Homologous sequences were gathered using five rounds of PSI-BLAST against a 90% non-redundant protein database (23), with an E-value cut-off of 1E-10. MUSCLE (24) was used to align the sequences. Sequences with <80% of the full length of the original sequences were removed from the alignment.

Sequence conservation score

Sequence conservation scores were evaluated with the SCORECONS (4) method using the multiple sequence alignment from MUSCLE as input.

Calculating the differences between designed and naturally occurring sequence profiles

The Rosetta design program was used to generate sequences predicted to be stable for each of the test proteins. Forty protein sequences were generated for each structure using Rosetta Design (9) and the PSI-blast software package was used to generate a position specific scoring matrix (PSSM) for the designed sequences as well as naturally occurring sequences. The Euclidian distance between the two PSSM's was computed for each residue, and rescaled within the range of 0–1 to provide comparable results across different proteins, with 0 corresponding to high similarity and 1 to low similarity.

Calculating native/optimal residue energy difference

The Rosetta ΔΔG module was used to calculate the free energy changes accompanying substitutions for each of the 20 amino acids at each position in the protein. The weight on the solvation term was increased 2-fold to capture a large fraction of the buried polar interactions which are frequently involved in function. Accurately estimating the tradeoff between the loss of solvation free energy and the formation of attractive polar interactions accompanying the burial of polar groups remains a challenge for computational modeling. The energy gap between the native amino acid and the lowest energy amino acid at each position was then determined.
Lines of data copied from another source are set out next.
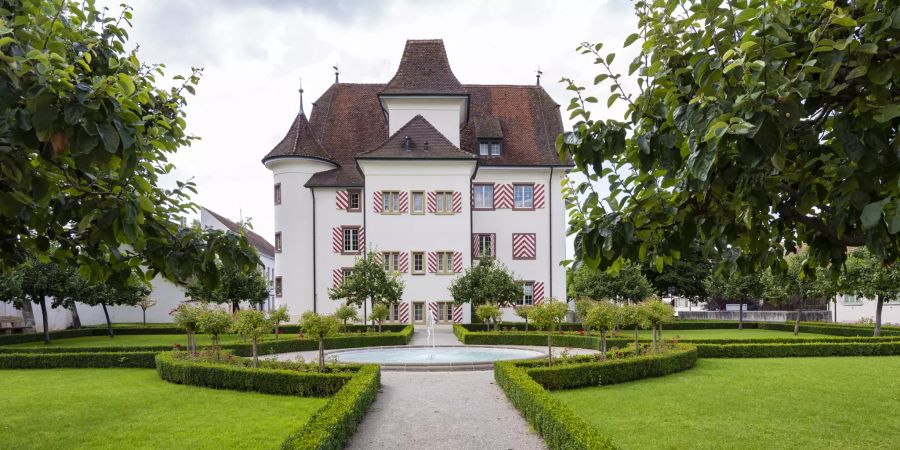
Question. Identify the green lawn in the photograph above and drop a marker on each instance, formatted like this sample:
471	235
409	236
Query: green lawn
750	333
133	340
134	408
833	403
Combining sequence conservation, natural/designed sequence profile difference, natural/optimal residue ΔΔG

Logistic regression with the generalized linear model module of R was used to determine weights on the sequence conservation, natural/designed sequence profile difference and natural/optimal residue free energy gap which optimize the separation between functional and non-functional residues.

WWW server

The WWW server was built using a combination of javascript, php, perl and python. The final results are provided in three different forms. First, 32 pictures from different angles are generated using pymol (25). Second, the temperature columns in the PDB file are replaced with the combined sequence-structure score. The modified PDB files are downloadable by clicking on any of the images. Third, the values of the three independent measures and the combined score for each residue are listed in a separate Table.

RESULTS

We use the Rosetta computational protein design and ΔΔG calculation methods together with evolutionary sequence information to obtain two related but distinct measures of the extent of structural versus functional constraints at each residue position in a protein structure. Rosetta design (13) generates sequences that are low in free energy for a specified protein structure independent of any functional constraints. We compare the sequences of the naturally occurring homologues of the protein under study with the designed sequences. The differences between these two sets of sequences reflect the functional pressures on the protein family evolution as these contribute to the natural sequence profiles but not the computed profiles. Our first measure of functional constraints is thus the deviation between the naturally occurring and computed sequence profiles. For the second measure, we use the Rosetta ΔΔG calculation method (12) to estimate the free energy gap between the naturally occurring amino acid and the energetically most favorable amino acid at the same position. This energy gap should reflect the extent of functional pressure exerted on the site: if there is strong selection for protein function, e.g. a critical role in enzyme catalysis, the naturally occurring residue may be far from optimal for protein stability (20).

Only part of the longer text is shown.